Milestones don’t mean anything. A marker noting the 12th mile down a road is no more significant than the marker for the 17th mile. Unless of course you are the one walking down the road.

This past week I saw two milestones. The first has to do with running. I passed my previous highest total number of running minutes for a year. Which makes it the most I’ve run in over 10 years. And we are still in October!

This morning I also finished reading my 75th book of 2012, thus meeting the 75 Books Challenge of the group I participate in over on LibraryThing. So far it has been a good year for reading, and I’m glad I filled out the set with Alice Munro’s latest collection of stories. But I’m more pleased with the fact that I have written a short review for every one of the books I’ve read this year. That has been a lot of fun and it is something I intend to continue with in the future.

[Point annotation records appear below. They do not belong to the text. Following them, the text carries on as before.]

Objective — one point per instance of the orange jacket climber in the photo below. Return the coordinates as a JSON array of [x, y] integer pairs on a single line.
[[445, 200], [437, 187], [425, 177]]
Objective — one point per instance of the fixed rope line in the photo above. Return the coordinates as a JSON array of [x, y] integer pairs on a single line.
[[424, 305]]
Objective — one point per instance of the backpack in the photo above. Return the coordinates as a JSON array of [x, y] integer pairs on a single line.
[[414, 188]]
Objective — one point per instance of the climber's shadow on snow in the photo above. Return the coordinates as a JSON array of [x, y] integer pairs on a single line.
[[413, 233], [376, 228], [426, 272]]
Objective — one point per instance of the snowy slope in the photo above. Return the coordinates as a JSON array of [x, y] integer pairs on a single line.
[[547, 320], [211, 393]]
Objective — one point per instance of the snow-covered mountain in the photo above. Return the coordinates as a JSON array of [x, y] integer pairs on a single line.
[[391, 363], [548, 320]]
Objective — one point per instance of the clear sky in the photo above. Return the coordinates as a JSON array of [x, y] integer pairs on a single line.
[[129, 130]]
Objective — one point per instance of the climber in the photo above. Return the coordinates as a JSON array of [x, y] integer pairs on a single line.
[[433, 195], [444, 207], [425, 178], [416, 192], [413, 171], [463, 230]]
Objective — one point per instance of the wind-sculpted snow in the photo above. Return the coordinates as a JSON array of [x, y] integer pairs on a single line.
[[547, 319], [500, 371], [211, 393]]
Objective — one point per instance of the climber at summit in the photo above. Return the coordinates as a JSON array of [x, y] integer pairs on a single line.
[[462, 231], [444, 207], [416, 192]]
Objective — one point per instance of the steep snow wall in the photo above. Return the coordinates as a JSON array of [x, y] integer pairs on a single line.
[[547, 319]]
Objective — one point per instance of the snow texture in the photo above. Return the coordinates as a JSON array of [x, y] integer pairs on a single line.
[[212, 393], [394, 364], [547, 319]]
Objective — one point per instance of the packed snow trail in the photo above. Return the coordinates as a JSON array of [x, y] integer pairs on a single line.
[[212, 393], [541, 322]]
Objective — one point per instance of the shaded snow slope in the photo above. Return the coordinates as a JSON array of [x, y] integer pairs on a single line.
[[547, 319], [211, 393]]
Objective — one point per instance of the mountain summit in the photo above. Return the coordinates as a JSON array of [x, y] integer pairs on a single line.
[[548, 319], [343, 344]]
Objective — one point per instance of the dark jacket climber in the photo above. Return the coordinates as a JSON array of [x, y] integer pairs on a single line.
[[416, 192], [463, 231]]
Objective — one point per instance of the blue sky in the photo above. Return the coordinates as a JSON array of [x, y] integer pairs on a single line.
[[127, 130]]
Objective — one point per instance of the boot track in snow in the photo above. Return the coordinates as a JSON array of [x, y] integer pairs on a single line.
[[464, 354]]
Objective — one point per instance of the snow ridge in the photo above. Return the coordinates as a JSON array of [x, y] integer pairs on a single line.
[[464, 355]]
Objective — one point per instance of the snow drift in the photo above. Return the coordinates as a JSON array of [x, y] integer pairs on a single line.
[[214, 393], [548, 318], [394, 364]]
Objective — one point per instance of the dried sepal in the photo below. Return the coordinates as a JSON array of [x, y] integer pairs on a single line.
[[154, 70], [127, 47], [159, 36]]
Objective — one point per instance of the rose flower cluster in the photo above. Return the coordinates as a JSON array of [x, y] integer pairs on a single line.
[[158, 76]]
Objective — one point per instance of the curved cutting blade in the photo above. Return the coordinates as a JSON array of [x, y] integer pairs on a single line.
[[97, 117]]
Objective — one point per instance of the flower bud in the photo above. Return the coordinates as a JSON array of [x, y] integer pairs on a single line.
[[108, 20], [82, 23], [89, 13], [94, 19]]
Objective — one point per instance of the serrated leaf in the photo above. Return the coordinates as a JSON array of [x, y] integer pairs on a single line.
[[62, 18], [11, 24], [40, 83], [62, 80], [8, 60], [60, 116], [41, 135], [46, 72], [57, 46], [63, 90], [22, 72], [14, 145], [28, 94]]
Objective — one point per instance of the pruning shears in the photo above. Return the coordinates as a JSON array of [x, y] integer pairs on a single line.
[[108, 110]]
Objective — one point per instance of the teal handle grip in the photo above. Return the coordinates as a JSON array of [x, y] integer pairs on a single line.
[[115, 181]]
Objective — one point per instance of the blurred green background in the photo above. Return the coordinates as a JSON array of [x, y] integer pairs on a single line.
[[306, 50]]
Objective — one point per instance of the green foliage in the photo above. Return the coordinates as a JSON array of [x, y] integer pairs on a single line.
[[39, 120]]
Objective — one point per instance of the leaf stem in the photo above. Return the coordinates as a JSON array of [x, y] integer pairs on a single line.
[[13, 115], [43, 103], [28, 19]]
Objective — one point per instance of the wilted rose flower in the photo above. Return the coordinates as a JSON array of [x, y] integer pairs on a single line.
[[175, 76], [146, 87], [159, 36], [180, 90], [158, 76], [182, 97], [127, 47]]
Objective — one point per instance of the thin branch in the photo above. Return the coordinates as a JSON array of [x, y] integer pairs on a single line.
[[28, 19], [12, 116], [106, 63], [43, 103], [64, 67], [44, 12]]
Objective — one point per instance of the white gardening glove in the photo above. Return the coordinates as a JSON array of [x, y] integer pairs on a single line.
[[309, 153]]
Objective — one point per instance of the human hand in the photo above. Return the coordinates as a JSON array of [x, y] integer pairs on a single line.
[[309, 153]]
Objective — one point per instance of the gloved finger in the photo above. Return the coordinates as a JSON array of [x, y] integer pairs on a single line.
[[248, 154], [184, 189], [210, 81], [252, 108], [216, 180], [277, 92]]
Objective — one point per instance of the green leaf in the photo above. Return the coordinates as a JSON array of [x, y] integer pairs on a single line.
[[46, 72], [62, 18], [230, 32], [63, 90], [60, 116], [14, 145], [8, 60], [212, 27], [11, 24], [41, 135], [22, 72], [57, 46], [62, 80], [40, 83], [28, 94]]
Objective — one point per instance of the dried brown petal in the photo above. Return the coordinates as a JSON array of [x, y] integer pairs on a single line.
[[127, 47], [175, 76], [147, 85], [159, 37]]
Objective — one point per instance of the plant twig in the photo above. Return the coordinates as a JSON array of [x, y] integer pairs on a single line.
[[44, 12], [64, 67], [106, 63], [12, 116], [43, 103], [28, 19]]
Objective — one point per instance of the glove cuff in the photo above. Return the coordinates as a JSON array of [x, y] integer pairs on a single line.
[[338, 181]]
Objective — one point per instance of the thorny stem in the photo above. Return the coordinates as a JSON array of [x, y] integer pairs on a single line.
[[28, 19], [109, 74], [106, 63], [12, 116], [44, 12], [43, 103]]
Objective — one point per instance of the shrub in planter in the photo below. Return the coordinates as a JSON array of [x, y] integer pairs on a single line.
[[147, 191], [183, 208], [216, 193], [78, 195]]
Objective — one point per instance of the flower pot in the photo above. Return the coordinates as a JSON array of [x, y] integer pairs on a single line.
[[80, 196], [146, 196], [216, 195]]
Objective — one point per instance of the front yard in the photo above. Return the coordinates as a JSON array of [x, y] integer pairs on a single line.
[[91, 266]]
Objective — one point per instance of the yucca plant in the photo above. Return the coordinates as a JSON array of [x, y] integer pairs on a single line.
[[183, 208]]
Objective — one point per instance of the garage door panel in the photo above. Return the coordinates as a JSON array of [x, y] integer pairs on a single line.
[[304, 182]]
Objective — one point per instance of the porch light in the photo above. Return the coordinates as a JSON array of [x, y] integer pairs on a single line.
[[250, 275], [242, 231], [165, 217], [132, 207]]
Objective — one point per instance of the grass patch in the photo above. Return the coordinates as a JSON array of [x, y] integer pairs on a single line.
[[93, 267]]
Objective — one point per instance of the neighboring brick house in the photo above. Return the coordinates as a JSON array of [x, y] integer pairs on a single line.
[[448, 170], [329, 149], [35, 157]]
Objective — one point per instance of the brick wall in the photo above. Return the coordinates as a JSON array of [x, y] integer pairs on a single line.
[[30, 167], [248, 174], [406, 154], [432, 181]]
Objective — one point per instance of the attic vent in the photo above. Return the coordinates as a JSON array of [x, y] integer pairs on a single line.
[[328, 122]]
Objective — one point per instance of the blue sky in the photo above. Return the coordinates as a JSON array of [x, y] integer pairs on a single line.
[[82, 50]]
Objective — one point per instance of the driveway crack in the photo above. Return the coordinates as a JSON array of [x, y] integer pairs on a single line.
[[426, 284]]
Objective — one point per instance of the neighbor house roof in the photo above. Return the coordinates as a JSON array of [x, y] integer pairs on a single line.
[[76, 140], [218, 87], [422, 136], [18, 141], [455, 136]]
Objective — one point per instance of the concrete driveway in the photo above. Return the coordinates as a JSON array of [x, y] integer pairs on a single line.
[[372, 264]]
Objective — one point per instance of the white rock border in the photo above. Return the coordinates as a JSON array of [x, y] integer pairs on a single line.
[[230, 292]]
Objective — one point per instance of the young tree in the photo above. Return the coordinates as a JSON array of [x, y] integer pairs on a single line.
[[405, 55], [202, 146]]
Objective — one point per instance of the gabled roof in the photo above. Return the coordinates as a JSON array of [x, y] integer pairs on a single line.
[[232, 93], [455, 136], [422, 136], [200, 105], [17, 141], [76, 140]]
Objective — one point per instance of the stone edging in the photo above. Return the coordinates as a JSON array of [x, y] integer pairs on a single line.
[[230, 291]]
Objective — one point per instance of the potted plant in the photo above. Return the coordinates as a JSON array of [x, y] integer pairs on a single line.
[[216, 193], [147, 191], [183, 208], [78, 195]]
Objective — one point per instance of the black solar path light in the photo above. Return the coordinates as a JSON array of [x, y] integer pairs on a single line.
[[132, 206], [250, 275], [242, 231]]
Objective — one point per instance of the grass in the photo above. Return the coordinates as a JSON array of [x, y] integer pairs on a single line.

The other thing about milestones, when you see them along a road you are walking down, is that you just keep on walking.

Wild Writers in Waterloo

On November 2nd and 3rd, Waterloo will cut loose with the Wild Writers Literary Festival. Presented by The New Quarterly, in association with Words Worth Books, hosted at the Balsillie School of International Affairs, with loads of worthy local sponsors, the WWLF consists of a number of talks, workshops, panels, and performances. It’s a mixture of paid and free events, and with three parallel sessions throughout the day on the 3rd, there ought to be something for anyone interested in reading and writing.

There are so many excellent writers participating that it would be hard to pick even one or two I am most keen on hearing, but perhaps Michael Crummey, Alexander MacLeod and Andrew Hood stand out, unless they were pipped at the post by Elizabeth Hay, Alison Pick, and Carrie Snyder.

I hope that WWLF is a huge success and returns yearly.

Note: you need to sign up in order to attend even the free events, so do be sure to register.

In the north

I have an affinity for rock. Rock emerging from the surface of the earth – insistent, unmitigated, regal. Stones, not so much. Where I grew up in south western Ontario, we liked to say that we had a hundred and fifty feet of topsoil. Each spring stones as big as cantaloupes would sprout in my grandfather’s cornfields. They would need to be “picked” before the spring ploughing could commence. Stones are an annoyance. A deathly annoyance for my grandfather. Rock, by contrast, is elemental.


Chippewa Falls

Chippewa Falls


Almost three hours drive from my childhood home, on the way to Toronto, there are protrusions from the Niagara escarpment that border the highway. Rock! How I used to relish seeing those nubs on our rare travels that way. Years later I saw plenty of rock in Sweden, and also Nepal, as well as the rolling Gatineau hills near Ottawa. But a recent first visit to northern Ontario has set a new benchmark for rock.


Pancake Bay

Pancake Bay


If you are planning a visit to northern Ontario, I recommend choosing the last weekend in September. If possible, arrange for brilliant clear blue skies during the day, and crisp cold nights with a full moon. Push the blustery autumn storms into late October or November so that the lurid palette brushed on to the oak and maple and birch leaves can work its wonder. Then take a drive northward from Sault Ste Marie towards Wawa on the Trans Canada highway. And just marvel.


Agawa Bay

Agawa Bay


Oh, and be sure to keep an eye out for some serious rock.


Agawa Rock

Agawa Rock

Normal posting resumes

Over the past month, I posted here some of the short reviews I wrote this past year on LibraryThing: reviews of 29 of the 59 books I’ve read to date. I chose those reviews where I thought I had something useful to say, good or bad, about the book.  Some books leave me feeling a bit ‘meh’. There isn’t a lot to say about such books. Other books are weak and the less said about them the better. I shall continue posting selected reviews here over the remainder of the year and then make a decision about whether or not to continue the practice.  As ever, comments on my brief reviews (or other posts) are most welcome.

Ottawa interlude

A view of the National GalleryTaking a break from things in Waterloo with a few days in our nation’s capital, where the weather is fine and the views spectacular.

It is always a pleasure returning to a city in which you found happiness many years earlier. To walk with unhurried steps the same streets you hastened along in the past. And to acknowledge that, after all, the years have been good to you.